CFIUS & Export Controls: Putting Buyers, Sellers, and M&A Practitioners at Risk


In recent memory, enforcement of the Committee on Foreign Investment in the United States (“CFIUS” or the “Committee”) regulations has been mostly limited and sporadic. But recently, the U.S. government is reviving and enhancing these regulations as a direct response to the national security and foreign policy concerns ensuing from an increasingly tumultuous geopolitical environment. However, the disconnect between the aggressive shift towards strictly enforcing these regulations and the often limited resources invested in CFIUS due diligence reviews presents a great risk to parties involved in mergers, acquisitions (“M&A”), and other foreign investment transactions. 

I. What Changed? 

In 2018, the U.S. government fired the first warning shot announcing its intention to focus on foreign investments when the Foreign Investment Risk Review Modernization Act (“FIRRMA”) was enacted [See 50 U.S.C. § 4565]. This law expanded the scope of foreign investment transactions subject to review and granted CFIUS special hiring authority with increased funding to ramp up enforcement. 

In 2022, the President signed Executive Order (“E.O.”) 14083, which reiterated the U.S. government’s intention to enforce a “robust foreign investment review process.” The E.O. directed the Committee to consider additional factors when reviewing foreign investment transactions, such as supply chain resilience, cybersecurity risks, and U.S. technological leadership. 

More recently, the U.S. Department of the Treasury released the first-ever CFIUS Enforcement and Penalty Guidelines. And, on May 31, 2023, the testimony of the Assistant Secretary for Investment Security before the U.S. Senate stressed that the Committee is taking an active approach to enforcing foreign investment regulations. Notably, the first penalties pursuant to the CFIUS Enforcement and Penalty Guidelines have been issued.

It is now clear that the surface-level CFIUS due diligence reviews that were sufficient to mitigate the risk of violations in the past are, indeed, not sufficient any longer in light of these developments. 

II. Enforcement 

While conducting an appropriate CFIUS due diligence review can create a substantial burden on foreign investors and target entities, the penalties for violating the Committee’s regulations dramatically offsets any potential savings resulting from a surface-level CFIUS due diligence review or neglecting it altogether. The regulations provide the U.S. government with the authority to review, prohibit, suspend, and even unwind foreign investment transactions. The Committee also has the authority to implement harsh mitigation plans, such as ordering the cancellation or assignment of lucrative contracts or assets involving critical technologies, critical infrastructure, or sensitive personal data of U.S. citizens. Violations of these regulations can also lead to severe penalties, up to USD $250,000 or the value of the transaction, whichever is greater. 

III. Required Due Diligence  

A CFIUS due diligence review is fundamentally related to export control laws and regulations — even for businesses that have never engaged in any exports.
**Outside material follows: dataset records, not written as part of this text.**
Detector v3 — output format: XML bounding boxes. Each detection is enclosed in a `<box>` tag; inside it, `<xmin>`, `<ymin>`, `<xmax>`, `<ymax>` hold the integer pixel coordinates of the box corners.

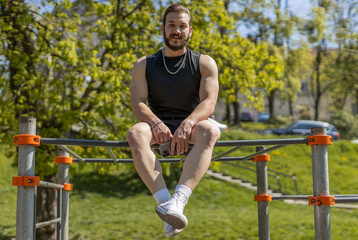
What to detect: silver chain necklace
<box><xmin>162</xmin><ymin>48</ymin><xmax>188</xmax><ymax>75</ymax></box>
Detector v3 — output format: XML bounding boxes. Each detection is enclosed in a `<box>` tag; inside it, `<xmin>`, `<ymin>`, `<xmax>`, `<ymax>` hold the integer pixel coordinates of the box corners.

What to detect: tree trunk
<box><xmin>232</xmin><ymin>89</ymin><xmax>240</xmax><ymax>125</ymax></box>
<box><xmin>225</xmin><ymin>100</ymin><xmax>231</xmax><ymax>124</ymax></box>
<box><xmin>267</xmin><ymin>89</ymin><xmax>276</xmax><ymax>123</ymax></box>
<box><xmin>288</xmin><ymin>100</ymin><xmax>293</xmax><ymax>117</ymax></box>
<box><xmin>314</xmin><ymin>45</ymin><xmax>322</xmax><ymax>121</ymax></box>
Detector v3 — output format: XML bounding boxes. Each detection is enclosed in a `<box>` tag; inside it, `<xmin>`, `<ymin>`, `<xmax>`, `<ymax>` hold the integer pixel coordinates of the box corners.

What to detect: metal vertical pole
<box><xmin>57</xmin><ymin>150</ymin><xmax>70</xmax><ymax>240</ymax></box>
<box><xmin>16</xmin><ymin>117</ymin><xmax>36</xmax><ymax>240</ymax></box>
<box><xmin>311</xmin><ymin>128</ymin><xmax>331</xmax><ymax>240</ymax></box>
<box><xmin>256</xmin><ymin>147</ymin><xmax>270</xmax><ymax>240</ymax></box>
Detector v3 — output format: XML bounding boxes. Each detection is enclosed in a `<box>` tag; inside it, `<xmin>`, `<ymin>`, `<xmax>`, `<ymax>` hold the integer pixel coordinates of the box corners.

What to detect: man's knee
<box><xmin>196</xmin><ymin>121</ymin><xmax>220</xmax><ymax>145</ymax></box>
<box><xmin>127</xmin><ymin>123</ymin><xmax>150</xmax><ymax>146</ymax></box>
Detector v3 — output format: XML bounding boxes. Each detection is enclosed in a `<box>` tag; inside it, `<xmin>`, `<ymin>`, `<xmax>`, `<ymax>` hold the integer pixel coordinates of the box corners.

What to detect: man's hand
<box><xmin>170</xmin><ymin>120</ymin><xmax>194</xmax><ymax>155</ymax></box>
<box><xmin>152</xmin><ymin>122</ymin><xmax>173</xmax><ymax>144</ymax></box>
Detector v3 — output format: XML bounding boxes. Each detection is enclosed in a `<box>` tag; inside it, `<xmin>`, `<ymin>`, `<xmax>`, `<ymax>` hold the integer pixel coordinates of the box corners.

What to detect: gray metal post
<box><xmin>256</xmin><ymin>147</ymin><xmax>270</xmax><ymax>240</ymax></box>
<box><xmin>57</xmin><ymin>150</ymin><xmax>70</xmax><ymax>240</ymax></box>
<box><xmin>311</xmin><ymin>128</ymin><xmax>331</xmax><ymax>240</ymax></box>
<box><xmin>16</xmin><ymin>117</ymin><xmax>36</xmax><ymax>240</ymax></box>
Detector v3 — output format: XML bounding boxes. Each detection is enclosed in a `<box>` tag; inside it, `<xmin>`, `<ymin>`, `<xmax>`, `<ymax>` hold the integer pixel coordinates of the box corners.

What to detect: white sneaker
<box><xmin>155</xmin><ymin>193</ymin><xmax>188</xmax><ymax>229</ymax></box>
<box><xmin>164</xmin><ymin>222</ymin><xmax>184</xmax><ymax>238</ymax></box>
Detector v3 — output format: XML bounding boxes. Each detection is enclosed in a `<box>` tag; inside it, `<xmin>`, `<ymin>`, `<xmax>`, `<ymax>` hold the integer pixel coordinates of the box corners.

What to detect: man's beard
<box><xmin>164</xmin><ymin>31</ymin><xmax>190</xmax><ymax>51</ymax></box>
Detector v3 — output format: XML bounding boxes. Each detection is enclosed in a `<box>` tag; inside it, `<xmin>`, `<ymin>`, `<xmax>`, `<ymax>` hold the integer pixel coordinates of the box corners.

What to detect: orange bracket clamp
<box><xmin>62</xmin><ymin>183</ymin><xmax>73</xmax><ymax>191</ymax></box>
<box><xmin>254</xmin><ymin>194</ymin><xmax>272</xmax><ymax>202</ymax></box>
<box><xmin>55</xmin><ymin>156</ymin><xmax>73</xmax><ymax>164</ymax></box>
<box><xmin>12</xmin><ymin>176</ymin><xmax>40</xmax><ymax>187</ymax></box>
<box><xmin>308</xmin><ymin>196</ymin><xmax>336</xmax><ymax>206</ymax></box>
<box><xmin>54</xmin><ymin>183</ymin><xmax>73</xmax><ymax>191</ymax></box>
<box><xmin>13</xmin><ymin>134</ymin><xmax>41</xmax><ymax>146</ymax></box>
<box><xmin>307</xmin><ymin>135</ymin><xmax>332</xmax><ymax>146</ymax></box>
<box><xmin>252</xmin><ymin>154</ymin><xmax>270</xmax><ymax>162</ymax></box>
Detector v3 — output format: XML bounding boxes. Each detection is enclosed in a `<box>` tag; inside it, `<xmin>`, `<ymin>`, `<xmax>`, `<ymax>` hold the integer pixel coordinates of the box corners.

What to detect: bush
<box><xmin>329</xmin><ymin>110</ymin><xmax>358</xmax><ymax>139</ymax></box>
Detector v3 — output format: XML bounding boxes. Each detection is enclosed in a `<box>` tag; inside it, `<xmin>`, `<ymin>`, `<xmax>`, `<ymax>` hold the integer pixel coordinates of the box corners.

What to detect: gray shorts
<box><xmin>161</xmin><ymin>117</ymin><xmax>185</xmax><ymax>134</ymax></box>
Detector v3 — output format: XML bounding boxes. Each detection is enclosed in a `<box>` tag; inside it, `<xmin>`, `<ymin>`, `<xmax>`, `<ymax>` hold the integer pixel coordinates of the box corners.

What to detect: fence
<box><xmin>13</xmin><ymin>117</ymin><xmax>358</xmax><ymax>240</ymax></box>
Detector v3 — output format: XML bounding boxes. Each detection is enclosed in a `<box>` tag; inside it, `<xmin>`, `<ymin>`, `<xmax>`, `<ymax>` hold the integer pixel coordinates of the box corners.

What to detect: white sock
<box><xmin>174</xmin><ymin>184</ymin><xmax>191</xmax><ymax>201</ymax></box>
<box><xmin>153</xmin><ymin>188</ymin><xmax>171</xmax><ymax>204</ymax></box>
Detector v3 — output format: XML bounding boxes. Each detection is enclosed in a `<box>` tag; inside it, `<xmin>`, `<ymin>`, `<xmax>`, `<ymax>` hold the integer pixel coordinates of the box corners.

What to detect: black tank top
<box><xmin>145</xmin><ymin>49</ymin><xmax>201</xmax><ymax>118</ymax></box>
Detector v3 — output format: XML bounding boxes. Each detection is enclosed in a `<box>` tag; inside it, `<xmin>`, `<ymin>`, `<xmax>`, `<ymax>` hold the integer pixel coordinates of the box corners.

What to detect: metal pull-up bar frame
<box><xmin>13</xmin><ymin>117</ymin><xmax>358</xmax><ymax>240</ymax></box>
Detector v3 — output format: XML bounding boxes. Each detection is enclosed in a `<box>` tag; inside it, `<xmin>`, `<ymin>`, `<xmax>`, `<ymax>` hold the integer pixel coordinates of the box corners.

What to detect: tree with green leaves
<box><xmin>326</xmin><ymin>0</ymin><xmax>358</xmax><ymax>113</ymax></box>
<box><xmin>0</xmin><ymin>0</ymin><xmax>158</xmax><ymax>236</ymax></box>
<box><xmin>303</xmin><ymin>0</ymin><xmax>337</xmax><ymax>120</ymax></box>
<box><xmin>0</xmin><ymin>0</ymin><xmax>288</xmax><ymax>239</ymax></box>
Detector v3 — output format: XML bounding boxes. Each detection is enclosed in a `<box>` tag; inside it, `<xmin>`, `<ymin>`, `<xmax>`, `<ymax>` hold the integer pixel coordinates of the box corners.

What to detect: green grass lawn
<box><xmin>0</xmin><ymin>125</ymin><xmax>358</xmax><ymax>240</ymax></box>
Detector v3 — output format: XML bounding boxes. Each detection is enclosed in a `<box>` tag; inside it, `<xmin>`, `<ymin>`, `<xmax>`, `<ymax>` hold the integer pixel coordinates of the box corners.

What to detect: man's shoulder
<box><xmin>146</xmin><ymin>50</ymin><xmax>161</xmax><ymax>60</ymax></box>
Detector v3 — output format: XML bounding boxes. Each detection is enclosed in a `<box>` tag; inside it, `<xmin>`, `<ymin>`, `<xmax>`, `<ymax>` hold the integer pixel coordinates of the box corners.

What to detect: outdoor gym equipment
<box><xmin>13</xmin><ymin>117</ymin><xmax>358</xmax><ymax>240</ymax></box>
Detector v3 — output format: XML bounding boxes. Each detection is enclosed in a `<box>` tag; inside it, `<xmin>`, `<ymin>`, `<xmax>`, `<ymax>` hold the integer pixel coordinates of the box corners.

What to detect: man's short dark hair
<box><xmin>163</xmin><ymin>4</ymin><xmax>191</xmax><ymax>26</ymax></box>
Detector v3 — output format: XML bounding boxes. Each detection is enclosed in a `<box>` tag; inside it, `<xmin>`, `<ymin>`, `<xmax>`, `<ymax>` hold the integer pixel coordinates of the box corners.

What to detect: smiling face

As such, while gathering the necessary information to conduct an appropriate CFIUS due diligence review is likely to present a heightened burden and cost for businesses with primarily or exclusively domestic operations, this information is crucial to determine whether a transaction is subject to CFIUS’ Mandatory Declaration requirements (“Mandatory Declarations”). 

When a transaction involves a TID U.S. Business (critical technology, critical infrastructure, and sensitive data), a Mandatory Declaration may be required. In the context of a CFIUS due diligence review, TID U.S. Businesses are entities that:

  1. Produce, design, test, manufacture, fabricate, or develop Critical Technologies;
  2. Own or operate critical infrastructure, such as internet networks, electric power generation facilities, oil or gas pipelines, or facilities that serve military installations; or
  3. Maintain, collect, directly or indirectly, sensitive personal data of U.S. citizens.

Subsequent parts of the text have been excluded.